The simple truth is that there are many ways to do Green Chemistry, and more approaches are being discovered all the time, so no true definition of this rapidly growing field should be static. If somebody wrote a set of rules to define chemistry 10 years ago, for example, they were doing their best at that time to capture the essence of Green Chemistry in a snapshot form. However, while the printed page remains static, science moves on without regard for anybody’s rules.
Some of the ideas that need to be included in up-to-date discussions of Green Chemistry include:
- Energy use
- Greenhouse gases and global warming
- Life cycle analysis (following a product from “birth” to disposal, and hopefully recycling)
Let’s take a brief, first look, at energy use. It is important to account for all of the energy used in each case (say when comparing alternative ways to make a commodity, like nylon fiber).

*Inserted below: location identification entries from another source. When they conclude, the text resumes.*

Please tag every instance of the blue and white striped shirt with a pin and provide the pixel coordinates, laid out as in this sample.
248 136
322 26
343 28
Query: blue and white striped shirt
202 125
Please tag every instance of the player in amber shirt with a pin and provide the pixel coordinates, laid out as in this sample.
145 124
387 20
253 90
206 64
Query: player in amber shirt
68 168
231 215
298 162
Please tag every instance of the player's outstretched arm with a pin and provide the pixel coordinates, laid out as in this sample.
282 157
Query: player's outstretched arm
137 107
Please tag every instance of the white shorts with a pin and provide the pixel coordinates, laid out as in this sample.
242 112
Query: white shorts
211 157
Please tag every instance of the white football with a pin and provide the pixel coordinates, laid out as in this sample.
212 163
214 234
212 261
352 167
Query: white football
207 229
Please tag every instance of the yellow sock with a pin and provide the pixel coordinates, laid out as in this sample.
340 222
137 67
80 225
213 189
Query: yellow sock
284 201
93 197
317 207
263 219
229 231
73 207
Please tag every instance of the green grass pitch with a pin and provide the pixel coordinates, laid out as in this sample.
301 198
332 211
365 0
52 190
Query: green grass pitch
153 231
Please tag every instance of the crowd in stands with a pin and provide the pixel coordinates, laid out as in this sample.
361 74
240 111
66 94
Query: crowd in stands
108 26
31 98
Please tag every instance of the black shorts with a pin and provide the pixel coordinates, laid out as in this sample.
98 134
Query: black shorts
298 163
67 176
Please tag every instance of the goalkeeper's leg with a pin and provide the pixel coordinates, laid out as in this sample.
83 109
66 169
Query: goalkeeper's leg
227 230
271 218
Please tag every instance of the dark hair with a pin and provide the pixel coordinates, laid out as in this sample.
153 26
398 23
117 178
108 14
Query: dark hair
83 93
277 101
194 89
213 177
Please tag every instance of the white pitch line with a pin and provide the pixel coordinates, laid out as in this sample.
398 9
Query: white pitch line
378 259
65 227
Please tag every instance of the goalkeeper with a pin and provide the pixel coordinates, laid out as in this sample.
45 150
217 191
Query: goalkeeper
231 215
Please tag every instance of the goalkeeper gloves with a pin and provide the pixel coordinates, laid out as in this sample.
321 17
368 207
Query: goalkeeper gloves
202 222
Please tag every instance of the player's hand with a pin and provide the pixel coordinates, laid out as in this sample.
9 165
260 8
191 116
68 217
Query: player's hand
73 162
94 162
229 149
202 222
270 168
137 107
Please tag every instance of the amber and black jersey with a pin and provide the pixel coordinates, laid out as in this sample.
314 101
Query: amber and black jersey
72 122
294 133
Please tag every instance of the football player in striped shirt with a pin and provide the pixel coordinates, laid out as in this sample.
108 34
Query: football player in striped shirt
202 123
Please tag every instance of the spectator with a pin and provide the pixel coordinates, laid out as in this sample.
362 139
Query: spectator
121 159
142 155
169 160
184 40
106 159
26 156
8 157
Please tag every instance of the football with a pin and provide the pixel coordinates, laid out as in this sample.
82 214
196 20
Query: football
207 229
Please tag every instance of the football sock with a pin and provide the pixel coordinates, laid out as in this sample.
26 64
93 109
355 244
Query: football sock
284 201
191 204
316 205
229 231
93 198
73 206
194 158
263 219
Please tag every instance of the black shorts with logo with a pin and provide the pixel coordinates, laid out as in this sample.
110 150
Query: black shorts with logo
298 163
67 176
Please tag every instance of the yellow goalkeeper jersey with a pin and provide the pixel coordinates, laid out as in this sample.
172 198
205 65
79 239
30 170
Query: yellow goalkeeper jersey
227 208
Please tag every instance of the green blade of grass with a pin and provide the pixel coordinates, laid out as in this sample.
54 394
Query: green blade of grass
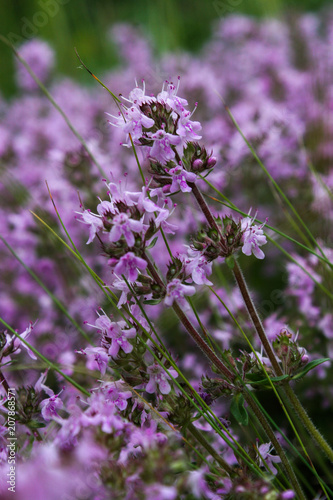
274 183
54 104
46 361
56 301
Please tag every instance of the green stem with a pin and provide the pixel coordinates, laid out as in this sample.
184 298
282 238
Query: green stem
202 440
278 448
307 422
255 318
4 382
201 343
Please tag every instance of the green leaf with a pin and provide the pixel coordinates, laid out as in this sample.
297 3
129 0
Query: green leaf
230 261
255 380
152 302
310 366
152 243
238 410
34 424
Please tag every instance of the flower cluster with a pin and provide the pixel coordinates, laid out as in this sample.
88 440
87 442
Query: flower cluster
128 414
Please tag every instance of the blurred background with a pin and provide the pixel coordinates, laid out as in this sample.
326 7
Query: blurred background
172 25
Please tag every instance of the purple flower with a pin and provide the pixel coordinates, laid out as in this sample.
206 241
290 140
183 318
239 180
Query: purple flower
118 335
162 150
253 237
114 393
188 129
124 226
128 266
50 405
175 290
169 98
265 455
158 378
131 122
97 358
180 177
93 221
198 268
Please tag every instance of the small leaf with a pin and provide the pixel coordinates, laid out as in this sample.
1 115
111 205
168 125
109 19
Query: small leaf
253 378
152 243
34 424
238 410
230 261
310 366
152 302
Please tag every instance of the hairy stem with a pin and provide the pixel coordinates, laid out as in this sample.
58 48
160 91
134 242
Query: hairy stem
278 448
307 422
255 319
4 382
288 391
202 440
201 343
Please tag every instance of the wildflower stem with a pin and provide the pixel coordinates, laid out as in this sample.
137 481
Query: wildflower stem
204 207
307 422
202 440
278 448
202 343
4 382
288 391
190 328
255 318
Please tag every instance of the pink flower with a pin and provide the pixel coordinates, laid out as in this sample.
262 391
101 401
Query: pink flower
265 455
128 266
175 290
93 221
50 405
188 129
162 150
180 177
253 238
158 378
114 393
132 123
118 335
124 226
97 358
198 268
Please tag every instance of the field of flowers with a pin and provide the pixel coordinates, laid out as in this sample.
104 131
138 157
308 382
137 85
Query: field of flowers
166 270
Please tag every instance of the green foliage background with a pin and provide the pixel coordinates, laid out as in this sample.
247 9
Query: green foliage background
171 24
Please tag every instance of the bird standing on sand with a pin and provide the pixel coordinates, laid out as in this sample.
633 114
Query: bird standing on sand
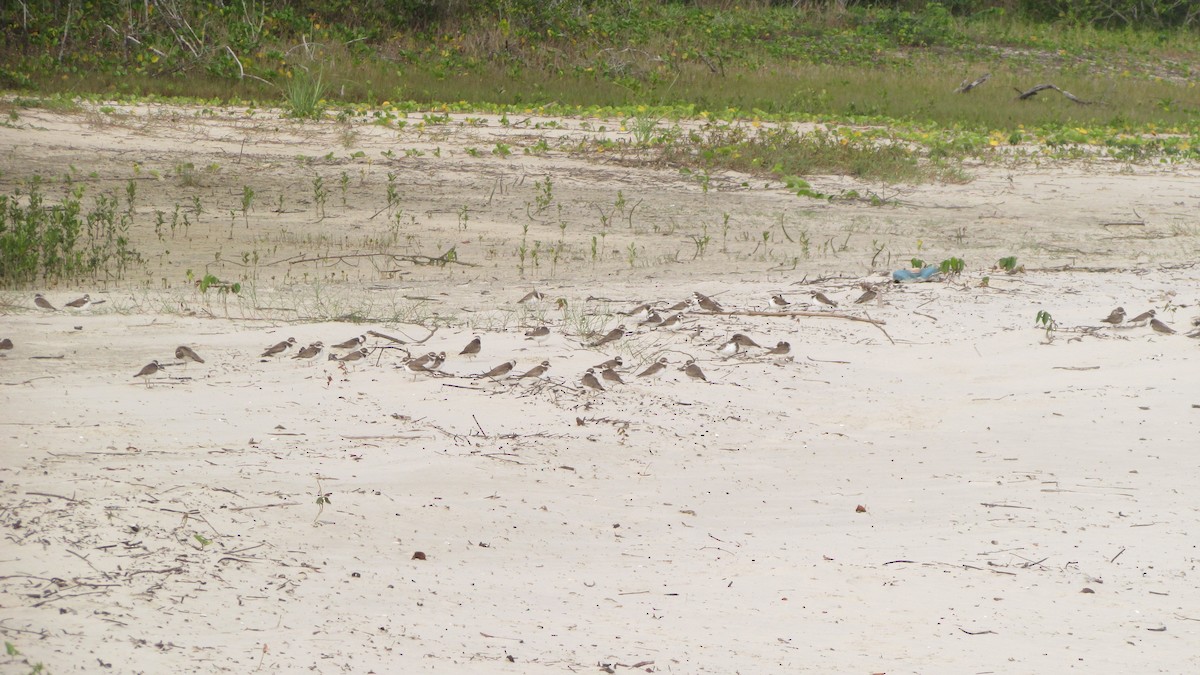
1159 327
311 351
280 347
823 299
538 334
148 370
1144 316
654 369
1115 317
694 371
707 303
472 348
591 382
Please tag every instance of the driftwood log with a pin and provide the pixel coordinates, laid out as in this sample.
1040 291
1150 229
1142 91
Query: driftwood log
969 85
1032 93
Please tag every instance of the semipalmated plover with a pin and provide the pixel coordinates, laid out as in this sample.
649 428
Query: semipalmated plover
1144 316
611 363
538 334
823 299
43 303
148 370
1159 327
611 336
694 371
472 348
1115 317
591 382
744 340
310 351
279 347
707 303
532 297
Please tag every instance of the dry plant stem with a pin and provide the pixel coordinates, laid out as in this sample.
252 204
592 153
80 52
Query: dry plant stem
819 315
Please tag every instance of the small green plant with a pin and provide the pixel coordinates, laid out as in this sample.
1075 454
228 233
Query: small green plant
319 193
952 267
1043 320
305 94
544 193
247 202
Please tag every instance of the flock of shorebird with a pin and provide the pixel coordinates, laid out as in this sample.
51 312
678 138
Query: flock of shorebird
598 377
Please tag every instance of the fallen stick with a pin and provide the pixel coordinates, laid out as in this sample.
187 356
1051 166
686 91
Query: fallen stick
821 315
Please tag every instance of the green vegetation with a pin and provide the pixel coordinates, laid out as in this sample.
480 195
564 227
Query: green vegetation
897 60
42 243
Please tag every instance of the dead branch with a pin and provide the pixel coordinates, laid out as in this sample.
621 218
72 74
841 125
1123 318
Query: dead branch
969 85
441 261
1032 93
821 315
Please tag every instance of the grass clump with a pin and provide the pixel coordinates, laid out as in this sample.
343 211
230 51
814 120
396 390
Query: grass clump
41 242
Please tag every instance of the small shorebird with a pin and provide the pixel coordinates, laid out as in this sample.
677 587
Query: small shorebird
707 304
611 363
744 340
611 375
533 297
1115 317
310 351
1159 327
148 370
591 382
355 356
43 303
823 299
655 369
186 354
694 371
535 371
538 334
499 371
279 347
611 336
352 344
729 348
1144 316
673 322
472 348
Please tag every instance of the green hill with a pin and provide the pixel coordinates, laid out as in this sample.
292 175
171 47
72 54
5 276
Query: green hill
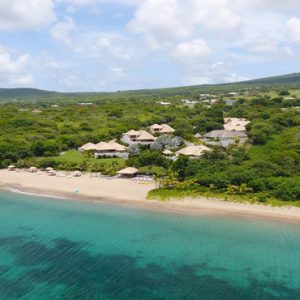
25 93
274 83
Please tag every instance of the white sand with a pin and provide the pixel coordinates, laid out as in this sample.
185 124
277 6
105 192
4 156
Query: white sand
127 192
87 186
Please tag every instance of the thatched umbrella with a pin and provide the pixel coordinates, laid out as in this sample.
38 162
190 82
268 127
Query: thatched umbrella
77 174
168 152
128 172
33 169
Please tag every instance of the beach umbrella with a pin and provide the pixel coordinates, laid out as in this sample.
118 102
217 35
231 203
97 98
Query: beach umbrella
32 169
77 173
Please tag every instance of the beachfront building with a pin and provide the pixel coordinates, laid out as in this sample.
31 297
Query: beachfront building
104 149
225 138
128 172
235 124
87 147
193 151
138 137
231 102
162 129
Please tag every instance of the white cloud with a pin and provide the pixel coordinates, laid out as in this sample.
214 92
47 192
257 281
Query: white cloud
192 52
160 21
118 73
214 15
62 31
197 80
14 69
235 78
23 15
105 46
263 45
293 30
164 22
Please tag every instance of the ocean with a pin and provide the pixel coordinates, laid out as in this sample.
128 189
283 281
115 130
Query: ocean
61 249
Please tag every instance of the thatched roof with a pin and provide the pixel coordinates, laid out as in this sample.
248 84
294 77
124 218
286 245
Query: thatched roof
167 152
110 146
133 133
223 134
145 136
163 128
235 124
166 129
196 151
88 146
155 127
117 146
128 171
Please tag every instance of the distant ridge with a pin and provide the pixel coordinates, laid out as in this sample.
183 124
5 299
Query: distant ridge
25 92
289 80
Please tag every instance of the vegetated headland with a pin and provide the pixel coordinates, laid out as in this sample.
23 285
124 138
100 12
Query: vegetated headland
239 142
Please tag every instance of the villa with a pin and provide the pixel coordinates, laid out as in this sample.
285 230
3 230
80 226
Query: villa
235 124
225 138
231 102
101 149
162 129
193 151
138 137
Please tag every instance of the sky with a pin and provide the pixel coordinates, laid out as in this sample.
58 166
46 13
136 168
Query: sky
109 45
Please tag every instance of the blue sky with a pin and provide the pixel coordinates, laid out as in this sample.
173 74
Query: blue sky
108 45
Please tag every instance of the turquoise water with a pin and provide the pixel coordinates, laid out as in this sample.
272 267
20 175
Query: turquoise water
60 249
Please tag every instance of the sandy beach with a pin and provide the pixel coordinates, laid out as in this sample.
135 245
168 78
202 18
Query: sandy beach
131 193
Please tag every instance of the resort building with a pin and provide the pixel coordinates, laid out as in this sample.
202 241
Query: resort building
193 151
112 149
235 124
87 147
138 137
162 129
225 138
128 172
230 102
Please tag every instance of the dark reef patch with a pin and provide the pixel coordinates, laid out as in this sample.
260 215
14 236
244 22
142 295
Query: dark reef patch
86 276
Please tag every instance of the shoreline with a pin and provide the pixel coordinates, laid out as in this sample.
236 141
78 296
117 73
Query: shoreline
131 194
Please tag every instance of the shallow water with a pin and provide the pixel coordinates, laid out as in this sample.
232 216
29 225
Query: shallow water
60 249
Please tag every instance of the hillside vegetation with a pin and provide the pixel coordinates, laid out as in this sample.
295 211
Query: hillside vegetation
277 83
265 169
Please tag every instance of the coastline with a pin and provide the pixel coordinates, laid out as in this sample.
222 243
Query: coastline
132 194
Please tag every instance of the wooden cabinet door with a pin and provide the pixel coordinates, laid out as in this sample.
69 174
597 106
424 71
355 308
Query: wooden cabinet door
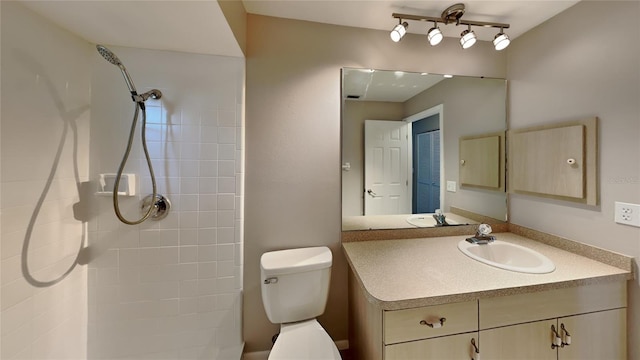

This means looking into any significant fuel and other transportation costs for raw materials and finished products in addition to considering whether a series of chemical reactions gives off heat, or requires heating, when they take place. Reactions that give off heat can be harnessed by to heat the building or other, nearby, chemical reactions. The planning and engineering of a chemical plant is therefore clearly important. However, there are also energy costs associated with tearing down old factories and building new ones, so calculating true energy costs can be complicated. What this often means is that, if somebody tells you about a new discovery that sounds to good to be true, they may be ignoring part of the story (not necessarily intentionally). On the other hand, there have been advances that DO seem too good to be true at first, or too simple to work, and they have turned out to work just the way just the way they were originally described.
These points might hint at the possible danger of mixing politics with science when it comes to making important decisions. It is easy for someone to claim that “forcing companies to be greener” is “bad for they economy”, perhaps as part of a political platform, but such a claim is rarely even close to being true. These sorts of claims have a long history in the US (references to come later), especially when nongovernmental organizations (NGOs) request greater regulation of industry, and industry responds by complaining. The use of increasing numbers of safety devices in automobiles, and increasing gas mileage, certain seem like good examples: US auto makers fought this regulations, perhaps to the death, while foreign automakers simpler gave the consumers what was wanted, safer and more efficient cars.
However, it would be a mistake to lump chemical manufacturing of 2007 with car companies of the 1960’s. Companies of all kinds are now finding tremendous economic benefits to using the principles of Green Chemistry, with good consequences for the environment. We’ll examine some specific cases later.